Vale’s fertilizer business has contributed between 2% and 4% of its net earnings, and can produce up to 4.8 million tonnes of finished phosphate crop nutrients and 500,000 tonnes of potash.
The acquisition would include 8,000 employees, which would bring Mosaic’s global headcount to nearly 17,000.
“This is a perfect fit with our strategy to grow our core potash and phosphate businesses. We’re increasing our presence in Brazil and complementing our distribution,” Mosaic president and CEO Joc O’Rourke said during a conference call.
“We’re talking about low-cost production in close proximity to a growing agricultural sector. We’ve always said we look for value-add opportunities in the low period of the cycle, and that’s exactly what we’ve found here. It’s been a long road with many factors, but we see real value at this point in the market,” he added.

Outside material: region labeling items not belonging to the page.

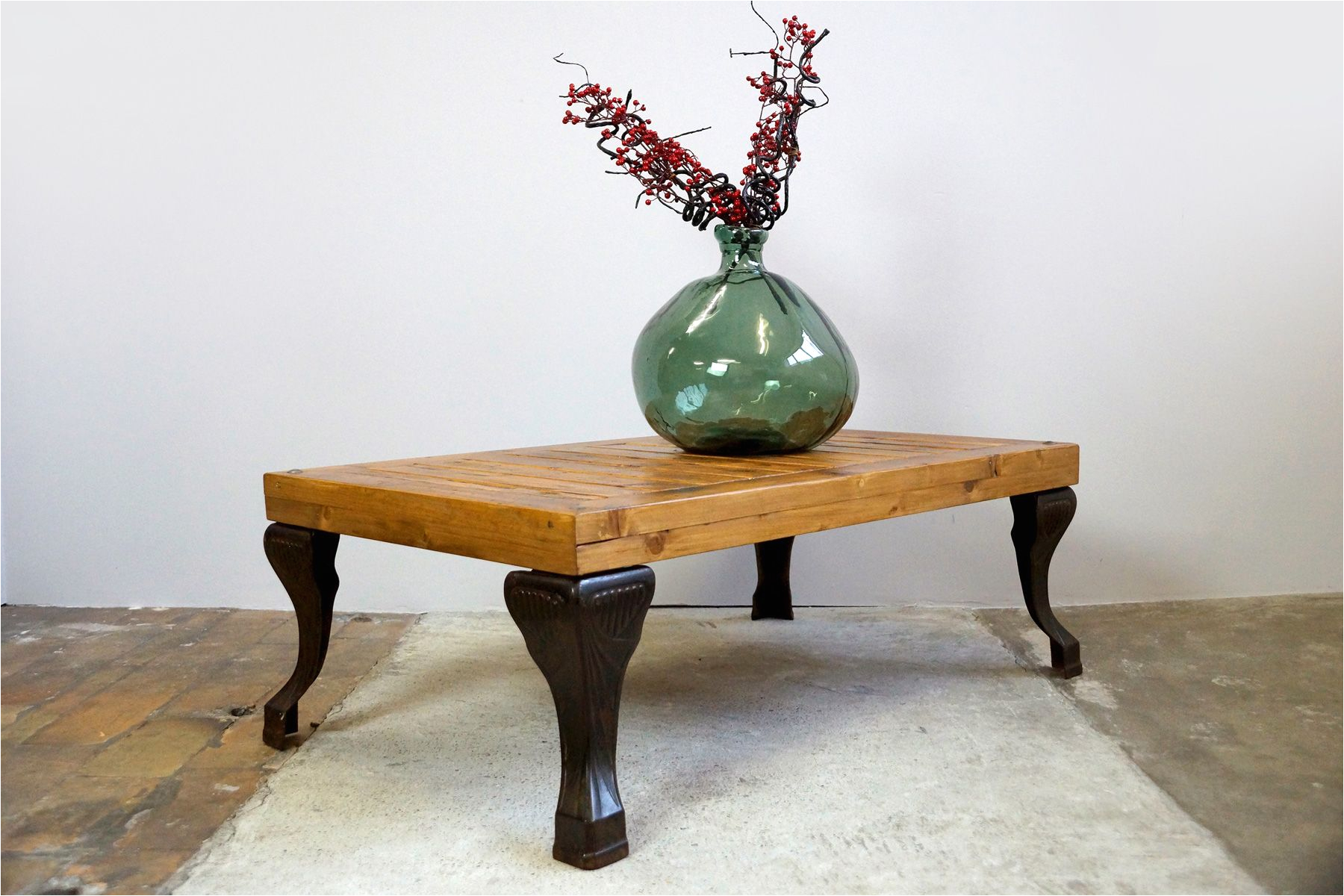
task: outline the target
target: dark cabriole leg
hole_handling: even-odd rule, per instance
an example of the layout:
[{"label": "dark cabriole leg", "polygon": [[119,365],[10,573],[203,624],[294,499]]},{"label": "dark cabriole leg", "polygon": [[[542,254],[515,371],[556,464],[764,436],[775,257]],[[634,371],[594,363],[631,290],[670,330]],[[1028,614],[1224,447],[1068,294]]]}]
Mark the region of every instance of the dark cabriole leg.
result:
[{"label": "dark cabriole leg", "polygon": [[560,799],[551,854],[594,869],[625,858],[616,729],[625,666],[653,600],[653,571],[509,572],[504,602],[551,685],[560,723]]},{"label": "dark cabriole leg", "polygon": [[1050,665],[1064,678],[1083,670],[1078,638],[1059,625],[1050,609],[1050,557],[1074,519],[1078,498],[1070,488],[1019,494],[1012,500],[1012,543],[1017,549],[1017,576],[1027,599],[1027,611],[1050,638]]},{"label": "dark cabriole leg", "polygon": [[753,619],[792,619],[793,592],[789,590],[789,556],[793,536],[758,541],[757,590],[751,595]]},{"label": "dark cabriole leg", "polygon": [[340,536],[297,525],[273,523],[266,529],[266,559],[289,592],[298,618],[298,662],[294,673],[274,697],[266,701],[261,739],[276,750],[285,747],[285,735],[298,731],[298,699],[317,680],[327,660],[332,634],[332,604],[336,602],[336,544]]}]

Mosaic management said “market conditions” did not appear to warrant any production expansion, but the Kronau and Rio Colorado assets could provide “upside optionality” in the case of improving fertilizer prices.
Meanwhile, Vale views the transaction as a “partnership” that will allow it to maintain some exposure to the fertilizer market, while bringing in a multinational company with potash and phosphate experience, and infrastructure capacity.
Vale may not sell its newly issued Mosaic shares for two years under the sales agreement.
Vale is pursuing “divestment initiatives” to lower its debt. The cash will help the company pay down net debt to US$24 billion.
“In the case of fertilizers, we simply never found large reserves that could open a window of opportunity,” Vale CEO Murilo Ferreira said in a company video. “But the business remains important to [our company], and we have decided to partner with an international company that has a relevant production of potash, and is extremely competitive.”
The transaction is subject to regulatory approvals and closing conditions, including carving out the Cubatao-based production facilities.
The deal should close in late 2017. Vale could receive additional payments of up to US$260 million if the average monoammonium phosphate price and Brazilian Real exchange rate exceed certain thresholds.
The deal is another example of consolidation upstream in the fertilizer business after a steep decline in the price of fertilizer products. In September, major Canadian players Potash Corp. of Saskatchewan and Agrium agreed to merge to create a US$36-billion integrated fertilizer giant.